Imagino también el desconcierto de Norita en la reunión con la directora, sin saber qué decir (por segunda vez en mi vida!), como justificarme. Mi vieja rompió mi trabajo en pedazos frente a mis ojos perplejos. “Sentate y hacelo de nuevo, poniendo exactamente lo que dice el libro, ni una palabra más. Tu tío no sabe lo que dice…, acá las cosas no son así.
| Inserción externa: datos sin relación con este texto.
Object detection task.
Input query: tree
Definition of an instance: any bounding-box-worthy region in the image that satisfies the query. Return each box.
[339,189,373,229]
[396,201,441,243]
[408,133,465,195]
Ni se te ocurra repetir esas cosas por ahí, y mucho menos andar probando esas cosas que después quedan tarados para toda la vida…” fue la confusa explicación de Norita frente al flagelo de las drogas y de “esas cosas”.
Años después, encontré en el departamento de mi abuela mientras lo vaciábamos luego de su muerte, una foto de Abel con barba, un poncho debajo del cual asomaban sus piernas peludas y sandalias franciscanas, en una especie de recital o encuentro lleno de rubias con el torso desnudo y flores en el pelo. “Claro, pensé, mirá quién era mi fuente para hacer la tarea…” Nadie de la escuela me dijo nada respecto al trabajo, y al otro día entregué uno nuevo, conciso y concreto, me saqué un “10, te felicito por tu investigación” y aprobé la materia sin sobresaltos.
“Andá a hacerte el Flower Power a otro lado”, le resumió Norita a Abel, que no era tonto y sabía guardar violín en bolsa, si hacía falta, para poder seguir comiendo de garrón.